Part 21 (1/2)

”My dear, suffering prepares us for the better life. It makes us more thankful.”

”I do not know that,” she said with energy. ”Sometimes it may harden us.

We may be kept from food so long that we have no manners when we come to the table.”

”Gunhild, that is a very good remark--a thoughtful remark, true in the main, but not ill.u.s.trative of the point I wish to make. But you are so full of hope that--”

”Full of hope, madam?”

”Yes, the hope that rises from health and strength. You have so much to look forward to. You might make a brilliant match.”

”Then I must hope that sometime I may sell myself?”

”Oh, no, no. I didn't mean that. I mean that you have prospects. Shall I be plain? You have the prospects of loving one man and marrying another.

That is called a brilliant match, I believe. Or, at least, it is a feature of nearly all brilliant matches. Don't you think so?”

”I am not supposed to know, madam.”

”Not even to please me?”

”Oh, if it please you, I am supposed to know everything.”

”Good. Then tell me what you know about Mr. Milford. You understand that it is my mission to find interest in nearly all--well, I might say, odd persons. You have met him when I was not with you. And he must have told you something.”

”He has told me nothing that I can repeat.”

”Oh, is it that bad?”

”Is what that bad, Mrs. Goodwin? I do not understand what you mean by that bad. Perhaps what he told me did not make enough impression to be remembered.”

”But didn't he say things you did not remember, but continued to feel?”

”Yes, I believe so. You know that I do not understand men very well. I do not understand any one very well. They make remarks about him and say that he is mysterious, but he is plainer to me than any one. Somehow I feel with him. He has had a hard life, I think, and that brings him closer to me.”

”Ah, my dear, the suffering I spoke of just now.”

”But,” the girl added, ”I do not know that his hard life has made him any better.”

”Perhaps not. But it must have made him more thoughtful. After all, I'm not so much interested in him. He is one of the characters that throw a side-light on our lives. He can never take an essential part in our affairs. Do you think so?”

”I must again say that I do not understand.”

”Why, don't you know that we meet many persons, and become quite well acquainted with them, and yet never feel that they belong to our atmosphere? They are not necessary to the story of our lives, so to speak, and yet that atmosphere of which they are not really a part, would not be wholly complete without them.

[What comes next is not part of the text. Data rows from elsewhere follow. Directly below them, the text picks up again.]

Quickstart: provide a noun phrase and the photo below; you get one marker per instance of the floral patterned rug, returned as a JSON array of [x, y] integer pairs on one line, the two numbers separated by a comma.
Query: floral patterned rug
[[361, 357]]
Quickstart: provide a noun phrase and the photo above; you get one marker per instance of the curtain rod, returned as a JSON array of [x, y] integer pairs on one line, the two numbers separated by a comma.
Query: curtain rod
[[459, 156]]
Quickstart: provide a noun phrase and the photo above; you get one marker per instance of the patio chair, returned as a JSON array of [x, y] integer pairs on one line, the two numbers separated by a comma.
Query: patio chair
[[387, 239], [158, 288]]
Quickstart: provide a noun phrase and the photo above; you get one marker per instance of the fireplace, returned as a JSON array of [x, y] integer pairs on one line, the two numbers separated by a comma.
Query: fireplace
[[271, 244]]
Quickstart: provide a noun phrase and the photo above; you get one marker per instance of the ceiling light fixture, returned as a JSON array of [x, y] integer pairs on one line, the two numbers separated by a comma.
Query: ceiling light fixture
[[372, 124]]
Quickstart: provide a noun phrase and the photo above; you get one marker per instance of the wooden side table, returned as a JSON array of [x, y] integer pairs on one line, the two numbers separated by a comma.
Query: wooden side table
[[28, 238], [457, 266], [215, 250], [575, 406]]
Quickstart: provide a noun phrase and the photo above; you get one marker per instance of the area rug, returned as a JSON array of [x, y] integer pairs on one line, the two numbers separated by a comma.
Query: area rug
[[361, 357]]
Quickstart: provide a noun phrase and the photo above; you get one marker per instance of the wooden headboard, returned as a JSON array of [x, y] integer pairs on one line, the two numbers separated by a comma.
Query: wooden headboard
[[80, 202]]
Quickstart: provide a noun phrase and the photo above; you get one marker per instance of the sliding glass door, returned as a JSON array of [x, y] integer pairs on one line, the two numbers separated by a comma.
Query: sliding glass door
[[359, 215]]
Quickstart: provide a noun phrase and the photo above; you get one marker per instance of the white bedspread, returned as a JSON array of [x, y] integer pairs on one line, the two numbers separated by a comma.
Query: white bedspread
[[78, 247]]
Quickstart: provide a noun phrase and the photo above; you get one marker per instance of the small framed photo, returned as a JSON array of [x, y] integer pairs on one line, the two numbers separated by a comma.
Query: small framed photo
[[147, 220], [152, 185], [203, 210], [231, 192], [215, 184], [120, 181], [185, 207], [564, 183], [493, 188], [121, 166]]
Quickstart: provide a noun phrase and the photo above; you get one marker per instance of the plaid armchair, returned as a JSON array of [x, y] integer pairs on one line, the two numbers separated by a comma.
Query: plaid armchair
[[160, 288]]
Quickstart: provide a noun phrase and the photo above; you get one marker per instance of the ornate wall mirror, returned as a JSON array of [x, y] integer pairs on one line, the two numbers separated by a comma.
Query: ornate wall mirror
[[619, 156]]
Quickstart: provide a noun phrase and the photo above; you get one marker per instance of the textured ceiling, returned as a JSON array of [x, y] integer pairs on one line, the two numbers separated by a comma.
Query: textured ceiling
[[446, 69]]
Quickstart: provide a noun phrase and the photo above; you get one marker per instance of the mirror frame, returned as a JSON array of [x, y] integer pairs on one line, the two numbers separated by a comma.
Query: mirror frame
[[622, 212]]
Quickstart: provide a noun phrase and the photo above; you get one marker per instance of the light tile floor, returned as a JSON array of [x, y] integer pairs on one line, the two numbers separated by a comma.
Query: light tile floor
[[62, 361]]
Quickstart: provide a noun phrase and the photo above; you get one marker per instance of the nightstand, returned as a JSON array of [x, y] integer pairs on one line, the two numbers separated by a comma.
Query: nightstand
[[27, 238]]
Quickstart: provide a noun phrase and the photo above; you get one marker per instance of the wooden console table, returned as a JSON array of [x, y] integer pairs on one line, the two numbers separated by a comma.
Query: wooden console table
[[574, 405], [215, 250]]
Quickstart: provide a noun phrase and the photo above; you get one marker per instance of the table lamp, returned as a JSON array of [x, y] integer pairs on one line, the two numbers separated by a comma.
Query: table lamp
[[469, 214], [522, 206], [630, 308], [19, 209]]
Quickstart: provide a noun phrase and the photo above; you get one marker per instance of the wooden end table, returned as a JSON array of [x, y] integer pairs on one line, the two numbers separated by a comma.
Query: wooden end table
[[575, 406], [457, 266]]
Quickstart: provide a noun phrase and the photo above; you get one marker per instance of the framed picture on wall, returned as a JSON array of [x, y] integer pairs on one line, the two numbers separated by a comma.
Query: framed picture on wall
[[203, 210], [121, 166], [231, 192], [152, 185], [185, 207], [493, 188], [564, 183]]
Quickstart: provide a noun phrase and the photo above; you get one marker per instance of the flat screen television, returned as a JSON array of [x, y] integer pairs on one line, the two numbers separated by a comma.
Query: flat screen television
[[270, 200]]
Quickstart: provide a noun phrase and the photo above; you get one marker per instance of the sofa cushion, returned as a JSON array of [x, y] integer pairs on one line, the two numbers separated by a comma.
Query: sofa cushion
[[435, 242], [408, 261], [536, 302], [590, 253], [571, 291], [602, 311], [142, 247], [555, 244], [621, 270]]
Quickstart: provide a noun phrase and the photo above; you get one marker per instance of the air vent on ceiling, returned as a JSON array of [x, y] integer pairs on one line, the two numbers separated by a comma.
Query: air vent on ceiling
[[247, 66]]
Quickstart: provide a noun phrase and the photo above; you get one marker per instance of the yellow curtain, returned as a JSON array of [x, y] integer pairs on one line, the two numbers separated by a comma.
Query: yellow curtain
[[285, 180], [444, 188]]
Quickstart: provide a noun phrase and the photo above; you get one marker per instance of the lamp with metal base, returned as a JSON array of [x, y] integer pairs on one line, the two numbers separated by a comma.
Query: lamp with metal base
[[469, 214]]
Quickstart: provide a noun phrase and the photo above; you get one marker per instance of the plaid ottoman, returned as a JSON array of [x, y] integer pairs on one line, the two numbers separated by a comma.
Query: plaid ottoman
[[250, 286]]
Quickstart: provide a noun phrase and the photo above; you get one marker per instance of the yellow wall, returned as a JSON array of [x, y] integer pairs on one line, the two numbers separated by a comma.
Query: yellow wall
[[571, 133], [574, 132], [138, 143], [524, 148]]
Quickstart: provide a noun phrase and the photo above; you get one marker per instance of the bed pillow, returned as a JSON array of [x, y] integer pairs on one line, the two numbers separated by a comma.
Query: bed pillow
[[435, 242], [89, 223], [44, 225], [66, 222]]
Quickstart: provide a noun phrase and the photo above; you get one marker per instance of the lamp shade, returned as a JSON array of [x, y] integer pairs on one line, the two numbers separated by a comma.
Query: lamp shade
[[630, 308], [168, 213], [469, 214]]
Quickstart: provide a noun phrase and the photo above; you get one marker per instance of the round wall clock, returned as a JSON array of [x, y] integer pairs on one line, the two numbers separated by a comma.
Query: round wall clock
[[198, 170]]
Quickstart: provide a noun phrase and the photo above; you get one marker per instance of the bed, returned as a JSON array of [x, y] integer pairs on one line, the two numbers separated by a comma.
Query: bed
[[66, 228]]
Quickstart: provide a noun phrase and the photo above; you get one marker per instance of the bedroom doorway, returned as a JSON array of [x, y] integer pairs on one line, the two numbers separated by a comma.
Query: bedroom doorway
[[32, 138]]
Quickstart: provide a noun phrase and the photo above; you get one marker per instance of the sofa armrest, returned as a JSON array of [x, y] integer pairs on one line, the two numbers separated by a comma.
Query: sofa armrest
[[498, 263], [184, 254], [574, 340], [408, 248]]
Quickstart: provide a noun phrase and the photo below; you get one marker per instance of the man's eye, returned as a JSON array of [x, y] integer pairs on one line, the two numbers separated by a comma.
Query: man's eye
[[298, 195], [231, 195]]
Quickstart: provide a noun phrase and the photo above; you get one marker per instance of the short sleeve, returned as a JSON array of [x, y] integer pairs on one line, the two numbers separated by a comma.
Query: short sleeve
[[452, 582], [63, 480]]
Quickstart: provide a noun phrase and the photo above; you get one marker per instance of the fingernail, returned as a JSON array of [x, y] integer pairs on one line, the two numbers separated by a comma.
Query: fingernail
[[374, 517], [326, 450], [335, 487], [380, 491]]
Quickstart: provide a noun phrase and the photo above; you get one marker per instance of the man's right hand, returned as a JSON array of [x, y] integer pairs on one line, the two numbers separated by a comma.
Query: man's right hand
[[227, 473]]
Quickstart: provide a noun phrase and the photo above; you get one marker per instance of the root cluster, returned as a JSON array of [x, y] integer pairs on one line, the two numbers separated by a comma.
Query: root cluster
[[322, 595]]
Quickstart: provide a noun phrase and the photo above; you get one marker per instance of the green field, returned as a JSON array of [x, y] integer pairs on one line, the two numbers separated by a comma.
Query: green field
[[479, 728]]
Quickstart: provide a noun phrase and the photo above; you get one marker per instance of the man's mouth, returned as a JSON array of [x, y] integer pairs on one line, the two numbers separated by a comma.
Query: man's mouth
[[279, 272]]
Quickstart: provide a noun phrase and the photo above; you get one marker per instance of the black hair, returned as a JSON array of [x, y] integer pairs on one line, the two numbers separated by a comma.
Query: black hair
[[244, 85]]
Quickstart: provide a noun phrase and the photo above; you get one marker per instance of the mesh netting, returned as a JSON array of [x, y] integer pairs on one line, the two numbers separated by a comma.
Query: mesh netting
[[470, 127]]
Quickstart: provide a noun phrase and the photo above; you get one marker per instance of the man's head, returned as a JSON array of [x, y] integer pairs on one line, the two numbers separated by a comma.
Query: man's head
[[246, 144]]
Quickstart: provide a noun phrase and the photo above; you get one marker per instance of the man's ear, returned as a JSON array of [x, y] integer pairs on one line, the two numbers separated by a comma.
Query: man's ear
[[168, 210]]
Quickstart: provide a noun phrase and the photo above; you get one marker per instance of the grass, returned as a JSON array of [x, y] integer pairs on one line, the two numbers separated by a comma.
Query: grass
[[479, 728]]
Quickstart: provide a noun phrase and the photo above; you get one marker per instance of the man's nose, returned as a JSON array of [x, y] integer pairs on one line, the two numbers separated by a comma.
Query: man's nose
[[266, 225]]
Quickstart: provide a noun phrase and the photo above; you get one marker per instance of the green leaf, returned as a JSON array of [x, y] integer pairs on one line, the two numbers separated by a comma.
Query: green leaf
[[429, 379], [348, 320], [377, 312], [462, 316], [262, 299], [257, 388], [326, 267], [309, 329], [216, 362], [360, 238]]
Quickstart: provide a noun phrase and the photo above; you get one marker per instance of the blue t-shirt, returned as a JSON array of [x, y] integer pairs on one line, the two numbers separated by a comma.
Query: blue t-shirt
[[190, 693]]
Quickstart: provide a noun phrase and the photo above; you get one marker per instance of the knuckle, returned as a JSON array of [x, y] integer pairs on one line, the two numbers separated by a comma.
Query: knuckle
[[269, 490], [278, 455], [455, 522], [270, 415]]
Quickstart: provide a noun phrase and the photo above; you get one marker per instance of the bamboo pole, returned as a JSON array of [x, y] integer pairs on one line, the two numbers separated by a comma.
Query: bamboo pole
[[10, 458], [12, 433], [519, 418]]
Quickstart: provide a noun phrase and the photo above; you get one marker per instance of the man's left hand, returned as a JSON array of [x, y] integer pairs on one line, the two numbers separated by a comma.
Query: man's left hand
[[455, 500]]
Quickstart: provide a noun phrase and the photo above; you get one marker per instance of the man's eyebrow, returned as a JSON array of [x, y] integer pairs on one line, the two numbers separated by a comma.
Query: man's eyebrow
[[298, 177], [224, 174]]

They stand ready for our side talks; sometimes they even flip a sentiment at us. We catch it, trim it with ribbons and hand it back. They keep it; we forget. The Blakemores are such persons. We may never see them again--may almost wholly forget them, and yet something that we have said may influence their lives. And perhaps to Mr. Milford, we are but side-lights. He may soon be in his saddle again, forgetting that he ever knew us. But are we to forget him? Has his light been strong enough to dazzle us?”

”I shall not forget him, madam.”

”Then he may have made himself essential to the story of your life.”

”He has made himself a part of my recollection.”

”No more than that? Sometimes we recall because it is no trouble, and sometimes we remember with pain. You know, Gunhild, that I think a great deal of you.”